Petugas pemakaman pasien COVID-19 menurunkan keranda jenazah pasien untuk dimakamkan di Tempat Pemakaman Umum (TPU) Pondok Ranggon, Jakarta Timur Ahad (20/12/2020). (ANTARA/Andi Firdaus)

Kasubbid Tracing Bidang Penanganan Kesehatan Satgas Penanganan COVID-19, Koesmedi Priharto memperjelas dan mempertegas yang disampaikan Wiku.

Intinya, masyarakat harus dapat mempersiapkan diri untuk hidup berdampingan dengan COVID-19.

Itu karena sampai saat ini tidak ada yang bisa memprediksi sampai kapan COVID-19 berakhir. Beberapa negara yang sudah buka karantina atau penguncian wilayah (lockdown), kembali melakukannya ketika gelombang wabah datang lagi.

"Maka sudah sewajarnya kita mempersiapkan diri hidup berdampingan dengan COVID-19," katanya.

Normal
Namun untuk dapat hidup berdampingan dengan COVID-19 maka masyarakat perlu membangun kehidupan normal baru yang dapat memutus penularan virus.

Hal itu karena COVID-19 menular antarmanusia.

Baca juga: Satgas COVID-19: Pergerakan virus "terlihat" dari perilaku manusia

Ketika perilaku kita tidak bisa mencegah cara penularannya maka angka kasusnya akan naik. Itu harus dipahami oleh masyarakat dan jangan semua diserahkan kepada pemerintah.

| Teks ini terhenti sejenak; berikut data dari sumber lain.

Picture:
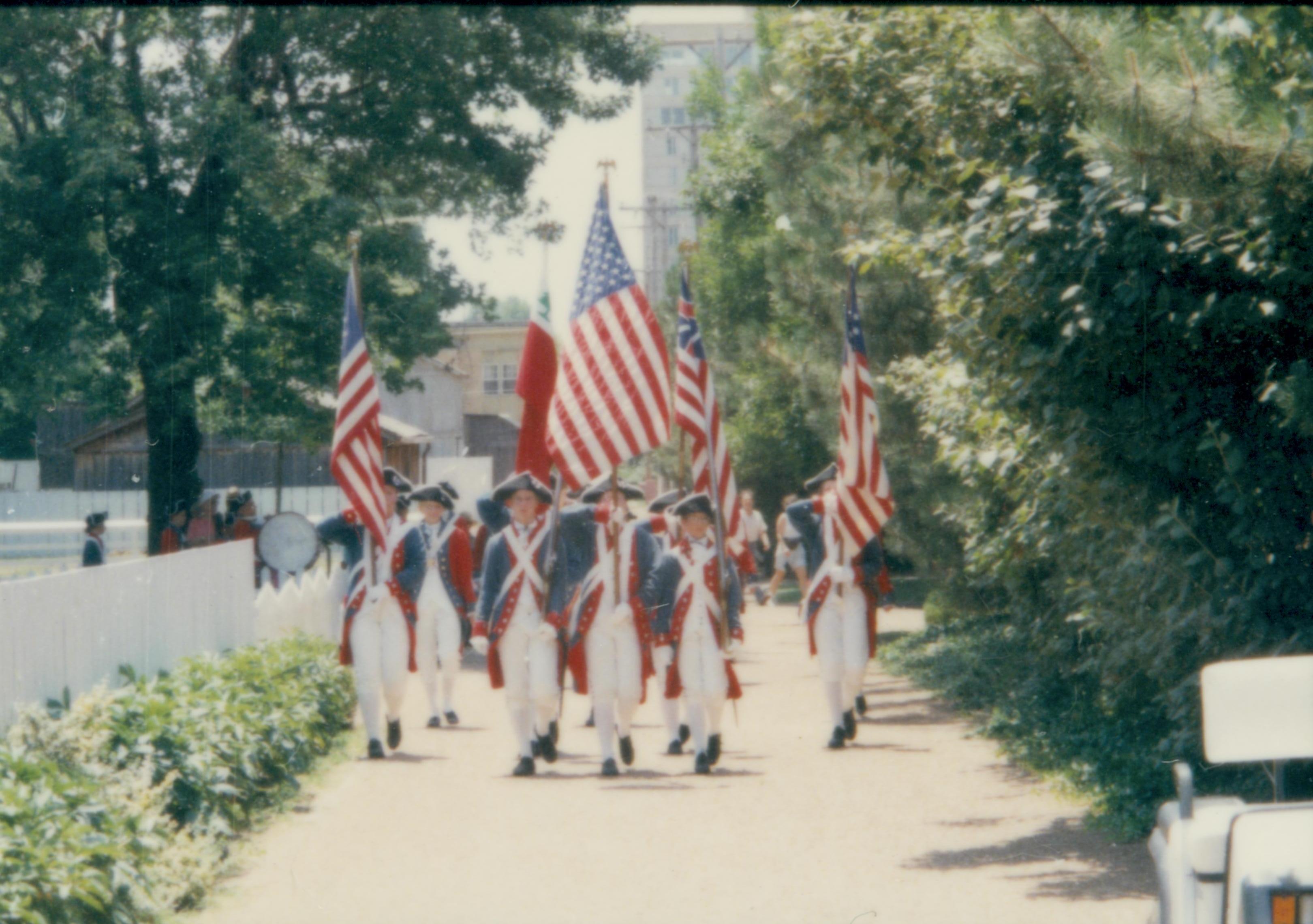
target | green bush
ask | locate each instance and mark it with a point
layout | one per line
(119, 806)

Pemerintah sudah berupaya maksimal menangani pandemi COVID-19. Maka, masyarakat harus bekerjasama dengan menerapkan protokol kesehatan yang ketat.

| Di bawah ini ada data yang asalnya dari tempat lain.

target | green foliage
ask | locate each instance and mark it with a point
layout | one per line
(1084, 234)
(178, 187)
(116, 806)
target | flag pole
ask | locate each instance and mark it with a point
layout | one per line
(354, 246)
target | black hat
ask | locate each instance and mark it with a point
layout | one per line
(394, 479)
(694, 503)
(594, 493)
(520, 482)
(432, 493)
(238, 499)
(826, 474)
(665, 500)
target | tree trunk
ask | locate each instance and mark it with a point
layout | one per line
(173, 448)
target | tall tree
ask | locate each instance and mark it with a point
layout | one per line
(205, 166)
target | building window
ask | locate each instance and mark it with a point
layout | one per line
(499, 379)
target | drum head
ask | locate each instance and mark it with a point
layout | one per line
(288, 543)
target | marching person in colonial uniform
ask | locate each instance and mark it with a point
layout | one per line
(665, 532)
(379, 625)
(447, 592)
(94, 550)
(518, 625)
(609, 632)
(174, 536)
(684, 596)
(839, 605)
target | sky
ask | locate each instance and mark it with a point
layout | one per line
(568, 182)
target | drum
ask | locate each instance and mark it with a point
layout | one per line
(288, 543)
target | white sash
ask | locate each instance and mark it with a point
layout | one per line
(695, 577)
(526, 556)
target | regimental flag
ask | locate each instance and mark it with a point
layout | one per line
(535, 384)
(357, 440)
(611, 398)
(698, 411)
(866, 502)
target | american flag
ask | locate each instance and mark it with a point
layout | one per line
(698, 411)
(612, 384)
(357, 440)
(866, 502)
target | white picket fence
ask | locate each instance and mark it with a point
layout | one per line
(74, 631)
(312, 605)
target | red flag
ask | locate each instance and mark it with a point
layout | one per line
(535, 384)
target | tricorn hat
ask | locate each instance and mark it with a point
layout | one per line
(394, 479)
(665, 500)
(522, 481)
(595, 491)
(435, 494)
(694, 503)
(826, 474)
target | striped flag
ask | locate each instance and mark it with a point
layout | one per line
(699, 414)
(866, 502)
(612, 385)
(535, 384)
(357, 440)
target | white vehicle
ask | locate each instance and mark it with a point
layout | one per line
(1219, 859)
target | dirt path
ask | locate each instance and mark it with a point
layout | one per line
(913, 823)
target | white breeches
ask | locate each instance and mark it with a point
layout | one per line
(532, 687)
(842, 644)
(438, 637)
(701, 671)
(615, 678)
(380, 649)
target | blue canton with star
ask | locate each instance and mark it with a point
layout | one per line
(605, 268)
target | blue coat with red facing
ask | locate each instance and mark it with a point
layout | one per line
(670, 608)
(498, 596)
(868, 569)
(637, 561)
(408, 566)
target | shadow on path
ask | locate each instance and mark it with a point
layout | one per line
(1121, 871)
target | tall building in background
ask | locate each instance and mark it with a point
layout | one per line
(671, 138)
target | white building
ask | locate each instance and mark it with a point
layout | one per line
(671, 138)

Kalau nantinya kebijakan ini yang akan ditempuh, tentu bukan sebuah deklarasi kekalahan. Ini lebih pada strategi atau siasat untuk menghadapi musuh tak kasat mata.

Meski berat dan melelahkan fisik maupun batin, juga menguras begitu besar sumber daya untuk mengendalikannya, tetapi kita tak boleh kalah dan menyerah.